The Britannic was sunk by a mine or a torpedo off the coast of Greece and now sits at the bottom of the Mediterranean Sea.

But the best story of all on the site was the story of Violet Jessop, who amazingly had been a stewardess on the Titanic when it sank and on the Olympic when it was rammed, and then was working as a nurse’s aide on board the Britannic when it sank. Incredibly, she survived the worst disasters of all three sister ships.

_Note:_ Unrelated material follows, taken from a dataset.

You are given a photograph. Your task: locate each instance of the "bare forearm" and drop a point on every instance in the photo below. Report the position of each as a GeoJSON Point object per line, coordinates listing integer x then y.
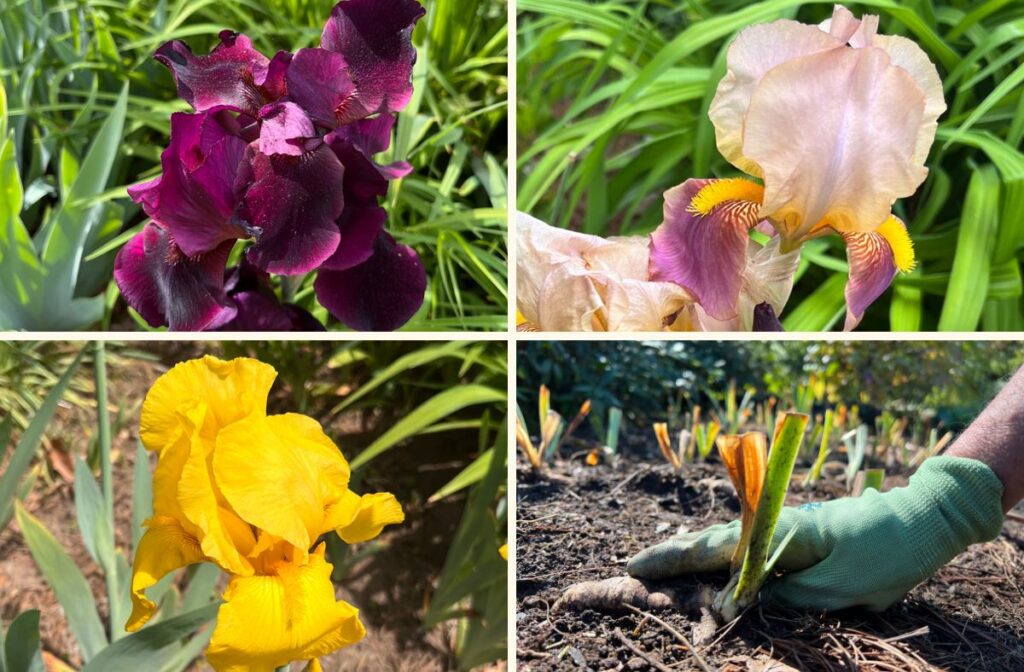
{"type": "Point", "coordinates": [996, 437]}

As I shut the computer down and sent my daughter to bed, I thought about how powerful the Internet can be as a teaching tool. Most of the time, it can answer questions a child has about almost anything. You can see pictures of a ship that sailed almost 100 years ago and even visit it at the bottom of the ocean by riding along with an enterprising artist.

The encyclopedias of my youth just can’t compare.

(Image credits: www.interet-general.info, www.google.com)

Permalink | Comments (4) | Categories: My Favorite Posts, Teaching and Learning

Comments

By Andrew Pass

September 30, 2006 10:57 AM | Link to this

I agree that in the future textbooks will be on-line with all kinds of fantastic links. But why wait until the future? Take a look at the wiki that I’ve set up on Current Events in Education. I add a different current event daily. Hopefully other people will help me add links. The address is: http://current-events-education.wikispaces.com/ Let me know what you think. Andy Pass http://www.Pass-Ed.com/blogger.html

By Jeff O.

September 29, 2006 8:26 PM | Link to this

Agree with the previous poster. The Internet is vast but you gotta be more discriminating about the sources available.

By Oldprof

September 29, 2006 4:36 PM | Link to this

I’m expecting that in the future, textbooks will be published as web pages full of links to selected resources in the public domain on the internet. There are already a number of outstanding sites, such as http://radicalacademy.com/philclassicindex.htm or http://www.artchive.com/ , that are doing so, essentially, though they’re not claiming to be e-texts.

By Derwood

September 28, 2006 11:36 PM | Link to this

Agreed that much of what you find on Google or any other search engine can easily surpass any Encyclopedia. But, that also must be tempered with caution. There is a lot of bad information out there as well. Care must be taken when choosing the source. Multiple sources are almost always a good idea.